While searching for different proofs of Hardy integral inequality, I saw a proof that used Homogeneity of norm and a kernel function. The first line of the proof says:
Let $$F(x)=\frac{1}{x}\int_{0}^{x}{f(t)dt}= \int_{0}^{1}{f(tx)dt}.$$
The function $F(x)$ is the Hardy mean operator. I am unable to follow the equality of the two integrals above which is mentioned here in Proof 2 of the following paper https://kkms.org/index.php/kjm/article/download/289/204
Help: If anyone can please help me understand it, I will be very grateful.

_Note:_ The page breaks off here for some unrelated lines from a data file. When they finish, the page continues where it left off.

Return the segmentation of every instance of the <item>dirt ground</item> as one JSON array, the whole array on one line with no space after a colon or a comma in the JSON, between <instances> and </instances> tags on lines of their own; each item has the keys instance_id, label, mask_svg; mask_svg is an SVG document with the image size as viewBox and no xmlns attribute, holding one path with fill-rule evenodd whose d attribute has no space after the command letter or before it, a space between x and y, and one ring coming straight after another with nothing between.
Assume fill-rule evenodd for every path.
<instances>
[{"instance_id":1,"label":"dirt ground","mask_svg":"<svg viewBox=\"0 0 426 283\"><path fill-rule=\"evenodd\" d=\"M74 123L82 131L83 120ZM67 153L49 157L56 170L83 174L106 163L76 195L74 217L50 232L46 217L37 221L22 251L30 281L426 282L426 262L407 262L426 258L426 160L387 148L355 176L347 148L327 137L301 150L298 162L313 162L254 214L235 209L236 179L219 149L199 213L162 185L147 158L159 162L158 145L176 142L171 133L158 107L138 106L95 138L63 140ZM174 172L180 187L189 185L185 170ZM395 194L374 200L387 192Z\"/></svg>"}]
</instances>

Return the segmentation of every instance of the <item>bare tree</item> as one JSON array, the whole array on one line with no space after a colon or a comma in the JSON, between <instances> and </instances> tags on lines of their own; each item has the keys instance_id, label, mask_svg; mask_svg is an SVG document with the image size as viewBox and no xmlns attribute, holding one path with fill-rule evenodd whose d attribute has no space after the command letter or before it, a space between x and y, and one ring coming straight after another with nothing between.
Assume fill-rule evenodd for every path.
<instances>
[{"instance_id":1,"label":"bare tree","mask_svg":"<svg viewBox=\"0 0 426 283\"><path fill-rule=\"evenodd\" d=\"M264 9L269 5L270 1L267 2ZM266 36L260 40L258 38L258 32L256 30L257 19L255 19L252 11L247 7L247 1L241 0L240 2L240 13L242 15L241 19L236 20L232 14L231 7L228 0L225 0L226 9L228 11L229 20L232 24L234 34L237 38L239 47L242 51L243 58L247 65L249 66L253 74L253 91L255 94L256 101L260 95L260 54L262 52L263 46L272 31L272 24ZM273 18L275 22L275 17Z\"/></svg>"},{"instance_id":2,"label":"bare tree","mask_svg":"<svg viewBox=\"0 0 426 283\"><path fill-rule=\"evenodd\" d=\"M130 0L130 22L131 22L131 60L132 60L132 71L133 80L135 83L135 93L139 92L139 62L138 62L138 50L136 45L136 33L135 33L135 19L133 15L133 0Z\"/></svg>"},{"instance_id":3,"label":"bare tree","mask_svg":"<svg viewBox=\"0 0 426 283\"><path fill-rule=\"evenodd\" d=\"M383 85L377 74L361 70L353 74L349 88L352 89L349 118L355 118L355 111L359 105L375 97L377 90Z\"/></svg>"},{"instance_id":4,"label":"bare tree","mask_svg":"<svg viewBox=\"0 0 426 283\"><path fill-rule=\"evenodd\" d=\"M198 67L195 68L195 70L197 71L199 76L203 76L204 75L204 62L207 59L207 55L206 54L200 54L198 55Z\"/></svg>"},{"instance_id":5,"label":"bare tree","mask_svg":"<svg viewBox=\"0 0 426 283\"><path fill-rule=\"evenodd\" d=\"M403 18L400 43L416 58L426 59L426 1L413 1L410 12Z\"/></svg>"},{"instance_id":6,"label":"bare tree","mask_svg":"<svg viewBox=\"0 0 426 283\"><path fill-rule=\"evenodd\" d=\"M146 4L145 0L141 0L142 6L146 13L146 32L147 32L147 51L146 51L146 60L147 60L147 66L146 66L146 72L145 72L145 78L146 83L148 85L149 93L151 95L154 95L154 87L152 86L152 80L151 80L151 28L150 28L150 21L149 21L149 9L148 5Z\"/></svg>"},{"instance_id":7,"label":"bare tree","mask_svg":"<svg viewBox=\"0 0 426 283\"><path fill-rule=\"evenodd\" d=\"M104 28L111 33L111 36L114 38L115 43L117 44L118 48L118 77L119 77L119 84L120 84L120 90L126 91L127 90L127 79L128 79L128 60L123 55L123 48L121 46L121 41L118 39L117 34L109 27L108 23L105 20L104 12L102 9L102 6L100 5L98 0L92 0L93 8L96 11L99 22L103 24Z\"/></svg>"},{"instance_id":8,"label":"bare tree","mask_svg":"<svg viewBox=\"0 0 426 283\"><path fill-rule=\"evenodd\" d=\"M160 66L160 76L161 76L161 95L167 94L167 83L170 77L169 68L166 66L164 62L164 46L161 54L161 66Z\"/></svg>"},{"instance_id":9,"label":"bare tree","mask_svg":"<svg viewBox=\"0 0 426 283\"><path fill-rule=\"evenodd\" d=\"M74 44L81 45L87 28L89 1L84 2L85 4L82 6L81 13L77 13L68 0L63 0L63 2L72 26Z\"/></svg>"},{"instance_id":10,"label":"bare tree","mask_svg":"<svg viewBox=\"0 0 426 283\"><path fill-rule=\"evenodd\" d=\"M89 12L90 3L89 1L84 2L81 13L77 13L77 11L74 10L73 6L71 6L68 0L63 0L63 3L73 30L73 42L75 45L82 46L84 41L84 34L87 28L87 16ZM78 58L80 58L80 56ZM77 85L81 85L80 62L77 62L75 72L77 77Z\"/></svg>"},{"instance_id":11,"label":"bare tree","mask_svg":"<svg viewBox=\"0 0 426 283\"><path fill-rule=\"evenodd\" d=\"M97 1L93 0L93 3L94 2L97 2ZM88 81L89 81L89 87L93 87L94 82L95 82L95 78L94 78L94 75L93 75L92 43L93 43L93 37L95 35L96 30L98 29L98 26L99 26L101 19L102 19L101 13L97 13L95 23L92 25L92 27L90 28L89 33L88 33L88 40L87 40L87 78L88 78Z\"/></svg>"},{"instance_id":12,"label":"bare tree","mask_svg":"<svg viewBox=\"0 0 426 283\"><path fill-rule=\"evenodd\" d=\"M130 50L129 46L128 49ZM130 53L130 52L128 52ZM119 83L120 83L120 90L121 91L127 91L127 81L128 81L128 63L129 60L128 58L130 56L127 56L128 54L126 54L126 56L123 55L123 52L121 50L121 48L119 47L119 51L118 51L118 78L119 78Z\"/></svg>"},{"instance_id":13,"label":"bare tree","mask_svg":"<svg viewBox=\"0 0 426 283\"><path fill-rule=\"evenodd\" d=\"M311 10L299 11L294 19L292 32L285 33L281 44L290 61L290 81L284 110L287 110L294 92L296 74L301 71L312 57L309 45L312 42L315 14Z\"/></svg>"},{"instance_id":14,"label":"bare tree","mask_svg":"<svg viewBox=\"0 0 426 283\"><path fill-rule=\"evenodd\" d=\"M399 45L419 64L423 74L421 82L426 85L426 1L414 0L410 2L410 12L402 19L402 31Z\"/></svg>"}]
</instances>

Let $g(t) = tx$ for a fixed $x$ and note that $g’(t) = x$, which is constant w.r.t. $t$. Then read the equality from the right to the left and use a change of variables to deduce that $$\begin{align} \int_0^1 f(tx) dt &= \int_0^1 f(g(t)) dt \\ &= \int_0^1 f(g(t)) \frac{g’(t)}{g’(t)} dt \\ &= \frac 1x \int_0^1 f(g(t)) g’(t) dt \\&= \frac 1x \int_{g(0)}^{g(1)} f(t) dt \\ &= \frac 1x \int_0^x f(t) dt \end{align}$$
as desired.